Alguma vez você já passou pela experiência de se encantar pela aparência de um doce, mas ao provar um pedaço se decepcionar completamente com seu sabor? Pois foi exatamente assim que me senti assistindo ao vídeo da mais recente coleção de alta costura da Dior. Beleza há de sobra nele, isso não se pode negar. Os cenários parecem saídos diretamente de um conto de fadas, as modelos são lindas e as roupas, claro, espetaculares. Mas conforme os minutos iam passando, meu deslumbramento aos poucos foi substituído por um incômodo crescente: onde estavam as modelos não-brancas?
Dando uma rápida olhada nas redes sociais da grife, pude confirmar que não fui a única a sentir a gritante ausência de um casting mais diverso. No Twitter, o primeiro comentário na publicação com o vídeo vai direto ao ponto. “Por que tudo que tem fadas e magia é associado aos brancos?”, diz. Logo embaixo, em tom irônico, a crítica ecoa: “Acho que garotas negras não podem ser mágicas ou fadas.” Uma possível justificativa de que, por ser inspirado nas pinturas pré-rafaelitas e em lendas europeias, o filme não poderia trazer nenhuma pessoa de outra raça pois estaria “distorcendo a história” também não colou no Instagram:
“Distorcer a história? É um comercial, não um documentário, ele deve falar aos clientes.”
Fato é que, uma semana depois de toda essa controvérsia, ver que a coleção masculina da grife foi apresentada com um casting composto inteiramente por modelos negros foi uma surpresa agradável. Não apenas isso, mas as próprias peças foram projetadas com o aclamado pintor ganês Amoako Boafo e inspiradas nas obras do artista sobre a diáspora negra. Claro, o timing faz com que, à primeira vista, a escolha dos modelos pareça uma tentativa de se redimir da falta de diversidade da coleção feminina, mas este não é o caso. Não é possível preparar uma coleção inteira no curto intervalo de uma semana, afinal.
O próprio Kim Jones, diretor artístico da moda masculina da Dior, afirmou em entrevista ao The Guardian que a ideia para coleção veio muito antes até da recente explosão de discussões sobre a questão racial. “Não é político: começamos isso em dezembro. Mas uma das coisas que os designers podem fazer é refletir sobre o momento em que estão. Para mim, a diversidade é uma coisa natural, um reflexo de um mundo mais amplo”, declarou. Tendo crescido na África e sendo um apreciador da arte africana, especialmente de Boafo, Jones já tinha o desejo de trabalhar com um artista do continente há algum tempo.

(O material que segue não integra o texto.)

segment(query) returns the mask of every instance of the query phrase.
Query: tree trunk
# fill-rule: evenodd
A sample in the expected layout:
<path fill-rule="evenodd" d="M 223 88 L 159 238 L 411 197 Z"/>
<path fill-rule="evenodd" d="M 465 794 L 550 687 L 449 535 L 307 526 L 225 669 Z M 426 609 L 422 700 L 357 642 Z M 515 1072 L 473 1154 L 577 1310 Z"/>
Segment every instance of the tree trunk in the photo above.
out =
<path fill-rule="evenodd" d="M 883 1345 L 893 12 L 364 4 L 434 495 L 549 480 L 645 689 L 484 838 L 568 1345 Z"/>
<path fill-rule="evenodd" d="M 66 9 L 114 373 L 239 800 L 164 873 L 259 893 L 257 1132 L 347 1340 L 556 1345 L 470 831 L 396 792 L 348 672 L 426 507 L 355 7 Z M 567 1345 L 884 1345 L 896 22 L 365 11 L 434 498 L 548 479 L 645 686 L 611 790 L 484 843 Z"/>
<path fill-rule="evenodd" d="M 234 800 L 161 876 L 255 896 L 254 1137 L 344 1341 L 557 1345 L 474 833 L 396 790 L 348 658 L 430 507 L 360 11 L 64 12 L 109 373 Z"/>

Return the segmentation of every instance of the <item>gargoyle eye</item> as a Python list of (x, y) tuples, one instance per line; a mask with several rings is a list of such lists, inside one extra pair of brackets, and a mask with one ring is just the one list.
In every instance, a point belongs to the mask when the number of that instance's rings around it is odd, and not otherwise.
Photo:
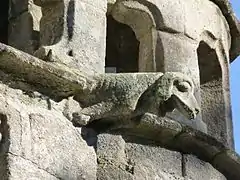
[(184, 81), (184, 82), (180, 82), (178, 85), (177, 85), (177, 89), (180, 91), (180, 92), (188, 92), (190, 89), (191, 89), (191, 85)]

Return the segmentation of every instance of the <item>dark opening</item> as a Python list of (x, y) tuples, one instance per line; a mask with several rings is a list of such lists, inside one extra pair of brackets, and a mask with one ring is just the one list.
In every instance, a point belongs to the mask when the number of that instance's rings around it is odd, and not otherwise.
[(221, 77), (221, 67), (218, 62), (216, 51), (211, 49), (205, 42), (200, 42), (197, 49), (200, 69), (200, 84)]
[(107, 16), (106, 67), (116, 72), (138, 72), (139, 41), (133, 30)]
[(8, 43), (8, 9), (9, 0), (3, 0), (0, 6), (0, 42)]

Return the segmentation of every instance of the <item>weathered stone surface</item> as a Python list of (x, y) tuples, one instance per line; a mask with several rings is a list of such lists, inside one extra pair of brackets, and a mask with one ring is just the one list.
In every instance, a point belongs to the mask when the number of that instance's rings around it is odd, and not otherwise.
[[(127, 143), (126, 155), (133, 165), (135, 179), (156, 179), (182, 176), (181, 159), (178, 152), (156, 146)], [(165, 178), (164, 178), (165, 179)], [(169, 178), (172, 179), (172, 178)]]
[(201, 161), (193, 155), (184, 155), (184, 173), (186, 179), (192, 180), (227, 180), (210, 163)]
[(113, 134), (98, 135), (97, 144), (99, 179), (183, 179), (178, 152), (130, 143)]
[(8, 44), (33, 54), (39, 48), (41, 8), (31, 0), (24, 0), (11, 1), (10, 9)]
[(8, 156), (3, 162), (11, 175), (8, 178), (28, 179), (32, 174), (36, 179), (96, 179), (94, 148), (82, 139), (81, 128), (63, 114), (74, 103), (57, 103), (28, 90), (0, 85), (0, 155)]
[(240, 156), (236, 152), (223, 151), (214, 157), (212, 164), (228, 179), (238, 180), (240, 178)]
[(41, 47), (35, 55), (88, 74), (103, 73), (107, 2), (48, 2), (37, 1), (42, 7), (43, 17)]
[(44, 169), (38, 167), (37, 164), (31, 162), (21, 156), (8, 154), (9, 176), (2, 180), (58, 180), (61, 177), (56, 177)]

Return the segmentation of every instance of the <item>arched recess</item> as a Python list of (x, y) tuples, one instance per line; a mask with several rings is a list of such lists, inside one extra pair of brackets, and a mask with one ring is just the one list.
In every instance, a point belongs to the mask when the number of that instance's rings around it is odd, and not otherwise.
[(138, 72), (139, 41), (131, 27), (107, 16), (106, 72)]
[(156, 71), (155, 37), (157, 33), (155, 20), (148, 7), (137, 1), (121, 1), (108, 6), (108, 16), (131, 27), (139, 41), (138, 71)]
[(202, 33), (197, 54), (200, 72), (202, 119), (208, 134), (233, 147), (229, 95), (229, 57), (221, 40)]
[(0, 6), (0, 42), (4, 44), (8, 44), (8, 11), (9, 0), (4, 0)]

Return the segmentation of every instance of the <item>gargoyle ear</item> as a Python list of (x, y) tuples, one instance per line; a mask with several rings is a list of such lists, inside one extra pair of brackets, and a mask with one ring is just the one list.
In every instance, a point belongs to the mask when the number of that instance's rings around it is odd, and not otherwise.
[(158, 95), (162, 100), (167, 101), (172, 96), (172, 90), (176, 74), (172, 72), (164, 73), (157, 82)]

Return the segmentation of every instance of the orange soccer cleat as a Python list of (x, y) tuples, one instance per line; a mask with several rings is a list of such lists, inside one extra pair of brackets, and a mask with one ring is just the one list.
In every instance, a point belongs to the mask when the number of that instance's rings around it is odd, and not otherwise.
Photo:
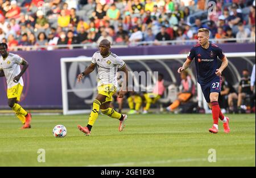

A admiração parece ser mútua, uma vez que Boafo também ama moda. “A moda inspira meu trabalho. Então eu costumo visar personagens que possuem algum senso de estilo. Se você olhar para algumas das minhas pinturas, como Hudson in a Baby Blue Suit, por exemplo. Ele é um modelo e eu gosto do senso de moda dele. A parte interessante de trabalhar com uma grife para mim é como eles são capazes de transferir minha técnica para as roupas.”
Intitulada Retrato de um artista, a coleção traz desde sobreposições e golas altas até shorts de comprimentos variados e transparências. Várias peças foram estampadas com as obras de Boafo, algumas pintadas à mão diretamente no tecido. Uma em especial foi diretamente inspirada em uma obra do artista, como conta Jones no vídeo da coleção. “Quando estávamos em Gana, vimos um lindo trabalho dele que tinha um rapaz com uma camisa estampada com folhas. Este foi o ponto de partida das ideias de pegar as texturas, estampas e padrões das obras dele, e as cores e transformá-las em retratos que ganharam vida.”